In [None]:
import pickle
import pandas as pd
from sklearn.model_selection import train_test_split, GridSearchCV
from sklearn.preprocessing import LabelEncoder, StandardScaler
from sklearn.linear_model import LinearRegression
from sklearn.ensemble import RandomForestRegressor
from catboost import CatBoostRegressor
from sklearn.impute import SimpleImputer
import numpy as np
from sklearn.metrics import mean_squared_error, r2_score
from sklearn.inspection import permutation_importance
import matplotlib.pyplot as plt
import catboost as cb
import xgboost as xgb

In [None]:
#Define random seed for result reproduction
random_seed = 42
np.random.seed(random_seed)

In [None]:
# Load the pickle file
pickle_path = r"C:\Users\pinte\OneDrive\Plocha\DAB\Semestr 2\Data X\Assignment\data_for_model.pck"

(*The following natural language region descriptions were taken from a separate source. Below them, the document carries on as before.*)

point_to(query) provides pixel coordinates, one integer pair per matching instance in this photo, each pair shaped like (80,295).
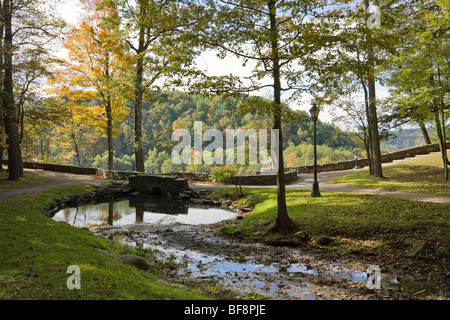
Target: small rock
(301,236)
(324,240)
(416,248)
(135,261)
(443,252)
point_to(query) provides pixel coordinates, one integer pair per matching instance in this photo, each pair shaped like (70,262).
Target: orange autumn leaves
(97,70)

with open(pickle_path, 'rb') as f:
    data = pickle.load(f)

In [None]:
# target variable
target = 'price'  

# drop rows with missing target variable values
df = data.dropna(subset=[target])

# Identify and remove outliers
Q1 = df[target].quantile(0.25)
Q3 = df[target].quantile(0.75)
IQR = Q3 - Q1
lower_bound = Q1 - 1.5 * IQR
upper_bound = Q3 + 1.5 * IQR

df = df[(df[target] >= lower_bound) & (df[target] <= upper_bound)]

In [None]:
# separate features and target variable
X = df.drop(target, axis=1)
y = df[target]

# remove columns with any missing values
X = X.dropna(axis=1, how='any')

# one hot encode categorical variables
X = pd.get_dummies(X, drop_first=True)

# split data into training and testing sets
X_train, X_test, y_train, y_test = train_test_split(X, y, test_size=0.2, random_state=random_seed)

Linear regression

In [None]:
# Modeling
linear_regressor = LinearRegression()
linear_regressor.fit(X_train, y_train)

y_pred = linear_regressor.predict(X_test)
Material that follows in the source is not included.